Naast de bestemmingen bevat het plan een aantal algemene regels over bijvoorbeeld begrippen, de wijze van meten, algemene afwijkingen en overgangsrecht. Deze min of meer standaardregels in bestemmingsplannen worden hier verder niet toegelicht.

De parkeernormen voor het plangebied zijn opgenomen als bijlage bij de regels en hebben betrekking op de algemene gebruiksregels in het plan. De inrichting van de gronden moet zodanig plaatsvinden, dat wordt voldaan aan de gemeentelijke parkeernormen zoals weergegeven in de bijlage 'Parkeernormen' die bij deze regels is gevoegd.

Het bevoegd gezag kan overigens bij een omgevingsvergunning afwijken van de in het plan voorgeschreven parkeernormen.

Hoofdstuk 6 Economische uitvoerbaarheid

Voorliggend bestemmingsplan maakt een bouwplan mogelijk, dat is benoemd in artikel 6.2.1 van het Besluit ruimtelijke ordening. Dit betekent, dat tegelijkertijd met dit bestemmingsplan een exploitatieplan moet worden vastgesteld, waarmee de gemeente de door haar te maken kosten kan verhalen op de initiatiefnemer.

Een exploitatieplan hoeft niet vastgesteld te worden als verhaal van kosten anderszins is verzekerd, en tevens locatie-eisen niet nodig zijn of anderszins zijn verzekerd.
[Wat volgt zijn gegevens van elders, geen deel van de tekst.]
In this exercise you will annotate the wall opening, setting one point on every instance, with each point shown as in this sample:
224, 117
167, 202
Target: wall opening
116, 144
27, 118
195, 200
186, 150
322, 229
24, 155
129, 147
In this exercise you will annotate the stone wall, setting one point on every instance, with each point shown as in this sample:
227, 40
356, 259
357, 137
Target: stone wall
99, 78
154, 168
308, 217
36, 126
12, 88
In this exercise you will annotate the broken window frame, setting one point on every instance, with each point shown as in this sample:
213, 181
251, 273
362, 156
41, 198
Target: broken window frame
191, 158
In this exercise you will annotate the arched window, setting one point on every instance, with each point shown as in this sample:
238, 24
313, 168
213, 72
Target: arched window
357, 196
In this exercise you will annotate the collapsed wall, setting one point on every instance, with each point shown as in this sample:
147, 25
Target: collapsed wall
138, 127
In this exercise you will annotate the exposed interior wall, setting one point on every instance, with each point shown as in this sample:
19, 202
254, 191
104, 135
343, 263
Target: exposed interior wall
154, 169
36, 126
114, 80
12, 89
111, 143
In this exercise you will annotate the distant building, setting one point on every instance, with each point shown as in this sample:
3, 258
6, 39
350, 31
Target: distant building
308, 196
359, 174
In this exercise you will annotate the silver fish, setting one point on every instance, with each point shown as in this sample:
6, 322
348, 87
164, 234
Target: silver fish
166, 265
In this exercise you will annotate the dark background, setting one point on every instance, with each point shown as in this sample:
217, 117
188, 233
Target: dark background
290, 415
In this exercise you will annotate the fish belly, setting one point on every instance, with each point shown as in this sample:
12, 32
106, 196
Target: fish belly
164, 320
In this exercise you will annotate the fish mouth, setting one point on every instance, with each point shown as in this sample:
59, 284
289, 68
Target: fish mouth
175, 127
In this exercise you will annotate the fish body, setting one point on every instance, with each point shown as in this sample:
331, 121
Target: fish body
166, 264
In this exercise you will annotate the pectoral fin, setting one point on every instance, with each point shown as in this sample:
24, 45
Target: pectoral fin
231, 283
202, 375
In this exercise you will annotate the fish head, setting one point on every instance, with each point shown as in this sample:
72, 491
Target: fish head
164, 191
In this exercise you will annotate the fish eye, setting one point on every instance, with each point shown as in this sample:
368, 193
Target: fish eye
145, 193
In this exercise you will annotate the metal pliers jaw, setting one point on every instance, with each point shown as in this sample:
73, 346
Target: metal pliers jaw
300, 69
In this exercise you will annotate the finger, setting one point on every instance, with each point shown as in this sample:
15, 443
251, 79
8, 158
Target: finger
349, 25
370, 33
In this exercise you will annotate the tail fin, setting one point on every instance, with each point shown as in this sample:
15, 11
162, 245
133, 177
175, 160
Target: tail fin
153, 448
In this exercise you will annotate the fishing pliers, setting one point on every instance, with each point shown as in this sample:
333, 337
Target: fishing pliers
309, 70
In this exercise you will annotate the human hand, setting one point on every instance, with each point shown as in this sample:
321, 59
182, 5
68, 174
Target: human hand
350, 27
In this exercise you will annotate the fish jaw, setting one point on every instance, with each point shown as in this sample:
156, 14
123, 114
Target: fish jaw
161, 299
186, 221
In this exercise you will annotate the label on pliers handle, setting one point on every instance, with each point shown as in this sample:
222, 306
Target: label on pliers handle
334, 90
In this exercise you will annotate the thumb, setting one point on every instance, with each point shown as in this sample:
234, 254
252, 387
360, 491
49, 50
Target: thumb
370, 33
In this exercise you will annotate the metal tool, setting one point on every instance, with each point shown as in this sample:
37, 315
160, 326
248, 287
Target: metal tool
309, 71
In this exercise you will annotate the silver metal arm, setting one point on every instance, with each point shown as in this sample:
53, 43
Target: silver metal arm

De gemeente neemt niet deel aan de ontwikkeling van dit plan. De gemeente verzorgt de planologische kaders na toetsing van de planontwikkeling. De ambtelijke kosten voor de realisatie van het plan zijn voor de gemeente anderszins verzekerd via de legesverordening en een anterieure overeenkomst. In deze anterieure overeenkomst wordt tevens vastgelegd dat mogelijke planschade voor rekening van de initiatiefnemer is.
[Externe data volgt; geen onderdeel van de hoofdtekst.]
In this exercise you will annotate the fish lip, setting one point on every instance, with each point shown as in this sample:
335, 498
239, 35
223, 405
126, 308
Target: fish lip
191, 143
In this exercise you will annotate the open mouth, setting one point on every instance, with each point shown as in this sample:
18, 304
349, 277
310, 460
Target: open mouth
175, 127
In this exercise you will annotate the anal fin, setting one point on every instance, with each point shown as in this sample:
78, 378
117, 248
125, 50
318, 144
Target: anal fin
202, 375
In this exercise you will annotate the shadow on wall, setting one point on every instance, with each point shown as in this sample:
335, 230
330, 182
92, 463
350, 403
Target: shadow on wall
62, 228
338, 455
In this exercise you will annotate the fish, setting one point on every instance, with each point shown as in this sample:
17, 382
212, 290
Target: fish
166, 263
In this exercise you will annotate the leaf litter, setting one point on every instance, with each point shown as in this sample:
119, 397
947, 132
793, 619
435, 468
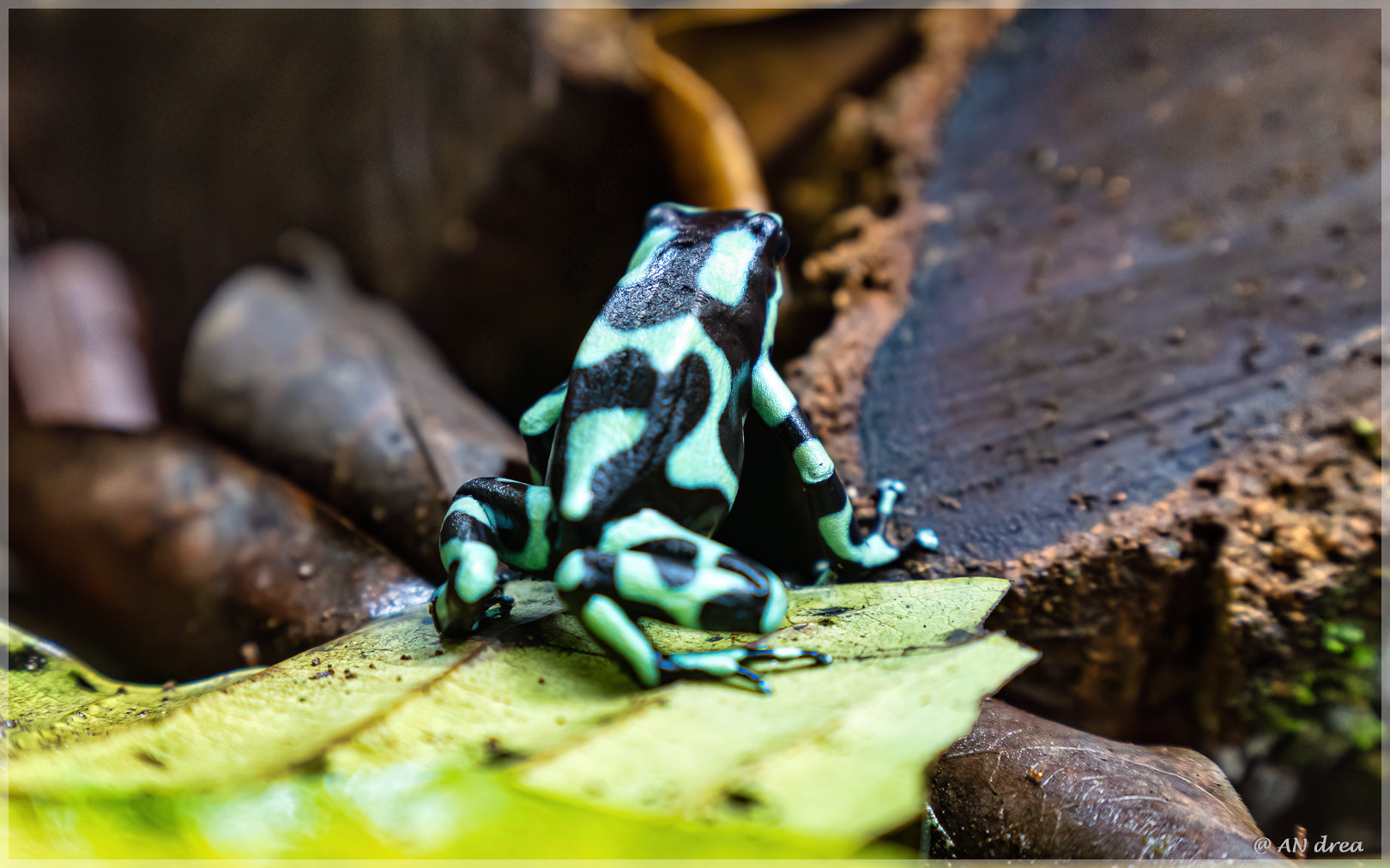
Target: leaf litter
524, 718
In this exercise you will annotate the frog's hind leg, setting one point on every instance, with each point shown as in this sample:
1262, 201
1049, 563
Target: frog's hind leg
538, 430
829, 502
490, 521
609, 589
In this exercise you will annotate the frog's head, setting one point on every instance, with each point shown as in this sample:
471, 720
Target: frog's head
731, 257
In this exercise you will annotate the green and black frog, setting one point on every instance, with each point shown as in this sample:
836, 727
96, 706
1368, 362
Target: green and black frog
637, 455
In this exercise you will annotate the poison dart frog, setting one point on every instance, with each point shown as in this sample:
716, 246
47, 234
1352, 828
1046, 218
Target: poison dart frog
636, 461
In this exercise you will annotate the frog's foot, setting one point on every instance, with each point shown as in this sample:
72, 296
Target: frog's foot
887, 500
455, 617
723, 664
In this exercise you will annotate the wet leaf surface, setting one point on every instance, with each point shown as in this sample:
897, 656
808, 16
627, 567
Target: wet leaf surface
834, 756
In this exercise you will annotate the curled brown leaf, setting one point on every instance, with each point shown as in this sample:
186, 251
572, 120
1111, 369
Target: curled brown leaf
1022, 787
174, 554
343, 396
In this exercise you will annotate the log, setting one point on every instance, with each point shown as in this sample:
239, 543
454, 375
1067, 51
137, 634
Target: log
1136, 370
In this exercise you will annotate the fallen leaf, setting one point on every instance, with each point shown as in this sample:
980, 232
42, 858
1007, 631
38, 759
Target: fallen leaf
1022, 787
185, 552
76, 341
833, 758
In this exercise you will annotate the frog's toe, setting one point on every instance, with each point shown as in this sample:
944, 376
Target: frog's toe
769, 653
928, 539
752, 677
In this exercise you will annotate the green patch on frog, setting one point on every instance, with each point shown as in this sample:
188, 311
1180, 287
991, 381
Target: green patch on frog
547, 728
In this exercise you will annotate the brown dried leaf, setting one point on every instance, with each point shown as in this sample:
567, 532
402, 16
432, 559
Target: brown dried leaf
710, 150
343, 396
174, 553
1020, 787
76, 349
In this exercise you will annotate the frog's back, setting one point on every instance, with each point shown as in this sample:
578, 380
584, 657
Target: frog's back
659, 390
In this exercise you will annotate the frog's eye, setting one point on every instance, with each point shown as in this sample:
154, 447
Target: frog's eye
769, 228
663, 213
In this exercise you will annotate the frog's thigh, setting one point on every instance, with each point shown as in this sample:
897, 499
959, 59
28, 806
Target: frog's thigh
490, 521
825, 491
538, 428
609, 589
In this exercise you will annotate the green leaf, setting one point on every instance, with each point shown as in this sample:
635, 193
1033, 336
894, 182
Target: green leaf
526, 720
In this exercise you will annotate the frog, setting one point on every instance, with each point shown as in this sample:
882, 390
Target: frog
636, 461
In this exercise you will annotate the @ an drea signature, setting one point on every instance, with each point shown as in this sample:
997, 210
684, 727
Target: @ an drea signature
1300, 845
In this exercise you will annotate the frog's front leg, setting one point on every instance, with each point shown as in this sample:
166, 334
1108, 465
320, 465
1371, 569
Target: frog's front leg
490, 520
829, 502
609, 589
Het vaststellen van een exploitatieplan is hiermee niet noodzakelijk.

Hoofdstuk 7 Maatschappelijke uitvoerbaarheid

De procedure voor vaststelling van een bestemmingsplan is geregeld in de Wet ruimtelijke ordening. Aangegeven is dat tussen de gemeente en verschillende instanties waar nodig overleg over het plan moet worden gevoerd, voordat een ontwerpbestemmingsplan ter visie kan worden gelegd. Bovendien is afdeling 3.4 van de Algemene wet bestuursrecht van toepassing (zienswijzenprocedure).

7.1 Inspraak

Het voorontwerpbestemmingsplan is ter inspraak aangeboden. Van 25 november 2021 tot en met 8 december 2021 heeft het plan ter inzage gelegen. Tijdens deze termijn kon iedereen zijn of haar inspraakreactie geven over dit plan. Dit kon schriftelijk en mondeling.

Inspraakreacties

Tijdens de terinzage termijn zijn door de gemeente Berkelland geen inspraakreacties ontvangen. Wel is door de gemeente een verzoek ontvangen om uitleg te geven over de huidige en toekomstige parkeersituatie. In een gesprek tussen de gemeente en de verzoeker is door de verkeersdeskundige van de gemeente Berkelland aangegeven dat voor dit plan langsparkeervakken aan de Hoeveweg worden aangelegd. Daarmee voldoet het bouwplan aan de gestelde (parkeer)normen. Daarentegen is in het gesprek ook gerefereerd aan de herontwikkeling van de gehele wijk (Neede Noord Oost). Hierbij wordt ook de parkeersituatie beoordeeld en zo nodig verbeterd.

7.2 Vooroverleg

Volgens artikel 3.1.1 Besluit ruimtelijke ordening moet het bestemmingsplan worden voorgelegd aan het waterschap en aan die diensten van provincie en rijk die betrokken zijn bij de zorg voor de ruimtelijke ordening of belast zijn met de behartiging van belangen die in het plan in het geding zijn.

Dit bestemmingsplan is niet toegezonden aan de provincie omdat er geen sprake is van bovenlokaal belang. Het waterschap is wel om een reactie gevraagd. De reactie van het waterschap is in paragraaf 4.3.2 beschreven.

7.3 Ontwerp

Het ontwerpbestemmingsplan heeft van 3 februari tot en met 16 maart 2022 voor iedereen ter inzage. Dit is bekend gemaakt via een kennisgeving in "BerkelBericht" en het gemeenteblad van 2 februari 2022. Op de gemeentelijke website (www.gemeenteberkelland.nl) stond een link naar het digitale plan op www.ruimtelijkeplannen.nl. Tijdens deze termijn zijn geen zienswijzen ontvangen.